Lantas, terus apa hubungannya dengan “adoh ratu cedhak watu”?

Ensiklopedia Gunungkidul (2013) menuliskan, “Adoh ratu cedhak ratu” adalah ungkapan klasik masyarakat Gunungkidul mempunyai arti “jauh ratu dekat batu”. Ungkapan yang menggambarkan letak geografis yang jauh dari pusat pemerintahan (istana di kutha nagara sana). Walaupun mereka lebih mengenal kehidupan sawah, ladang, gunung dan bebatuan dan agak tertinggal dalam akses informasi, ekonomi dan politik, bukan berarti peradaban mereka lebih rendah.

Ungkapan orang Jawa, adoh ratu cedak watu sejatinya adalah metafora sikap andhap asor atau kerendah-hatian. Mereka selalu merasa masih harus senantiasa belajar kepada alam tentang makna hidup yang sesungguhnya, dan belajar hidup jauh dari adab keraton yang adi luhung.

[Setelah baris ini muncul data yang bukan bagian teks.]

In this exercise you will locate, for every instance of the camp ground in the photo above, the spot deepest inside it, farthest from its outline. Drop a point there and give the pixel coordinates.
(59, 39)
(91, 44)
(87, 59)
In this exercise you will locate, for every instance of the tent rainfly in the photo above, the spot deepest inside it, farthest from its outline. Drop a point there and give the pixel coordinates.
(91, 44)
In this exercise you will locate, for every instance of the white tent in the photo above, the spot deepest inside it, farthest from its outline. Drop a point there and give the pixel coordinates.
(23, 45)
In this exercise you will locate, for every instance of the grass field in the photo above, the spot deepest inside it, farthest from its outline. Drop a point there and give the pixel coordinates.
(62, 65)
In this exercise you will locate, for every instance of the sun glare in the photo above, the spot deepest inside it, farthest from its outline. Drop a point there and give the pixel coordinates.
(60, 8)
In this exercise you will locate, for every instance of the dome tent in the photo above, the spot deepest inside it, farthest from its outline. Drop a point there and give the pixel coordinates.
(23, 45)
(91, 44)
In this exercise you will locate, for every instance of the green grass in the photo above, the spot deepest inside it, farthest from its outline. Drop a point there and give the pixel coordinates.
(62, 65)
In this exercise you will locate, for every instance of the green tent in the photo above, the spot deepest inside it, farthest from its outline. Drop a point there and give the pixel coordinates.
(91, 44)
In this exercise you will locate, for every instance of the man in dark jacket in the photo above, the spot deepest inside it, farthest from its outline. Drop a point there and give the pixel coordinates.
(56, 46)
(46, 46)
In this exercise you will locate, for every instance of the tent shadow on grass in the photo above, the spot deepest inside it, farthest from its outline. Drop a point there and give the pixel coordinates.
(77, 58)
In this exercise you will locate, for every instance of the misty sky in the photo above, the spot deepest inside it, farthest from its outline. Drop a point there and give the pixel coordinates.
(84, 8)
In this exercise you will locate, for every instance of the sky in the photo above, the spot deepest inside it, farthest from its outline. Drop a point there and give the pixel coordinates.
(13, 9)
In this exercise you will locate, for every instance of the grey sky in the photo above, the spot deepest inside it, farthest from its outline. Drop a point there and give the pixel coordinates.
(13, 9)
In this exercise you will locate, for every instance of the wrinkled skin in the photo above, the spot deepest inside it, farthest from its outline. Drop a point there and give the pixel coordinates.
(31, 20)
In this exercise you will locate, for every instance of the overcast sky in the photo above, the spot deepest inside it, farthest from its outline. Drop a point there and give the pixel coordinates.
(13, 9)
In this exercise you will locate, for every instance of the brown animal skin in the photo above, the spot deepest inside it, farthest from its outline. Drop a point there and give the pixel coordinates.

Jadi, bagi masyarakat Gunungkidul, antara RATU dan BATU itu sesungguhnya tidak “adoh” khan? Batu-batu cadas kapur di perbukitan dan batu-batu kapur yang terpendam di bawah lapis tanah di pekarangan dan ladang itu telah menjadi “RATU”, telah menginspirasi masyarakat untuk bisa hidup berdekatan dengan BATU dan “membuat ROTI dari BATU”.

Gak percaya? Lihatlah, terasering batu tertata rapi di perbukitan Gunungkidul itu? Terasering itu menjadi benteng kokoh menahan laju erosi tanah, sehingga ladang-ladang perbukitan tetap dapat digunakan para among tani untuk tetap bisa menanam padi atau palawija.

Lihatlah, rakyat para penggergaji batu atau penambang batu itu. Dari tetesan keringat mereka, SPP anak bisa terbayarkan. Buku tulis, pensil, bollpoint bisa dibeli. Anak-anaknya bisa lulus sekolah sampai tuntas. Dari bongkah-bongkah dan balok-balok gergajian batu itu juga tumbuh generasi tangguh pekerja keras, dan juga ada pengusaha, enterpreneur, birokrat, ekonom, akuntan, dokter, lawyer, insinyur, sastrawan, seniman, filsuf, dll.

Batu itu sesungguhnya menjadi simbol kehadiran “ratuning urip”, Sang Pengada kehidupan yang dekat di hati. Penginspirasi hidup kreatif masyarakat penghuni tanah perbukitan karst di sebelah timur Kali Opak yang disebut kula wangsa Gunungkidul itu.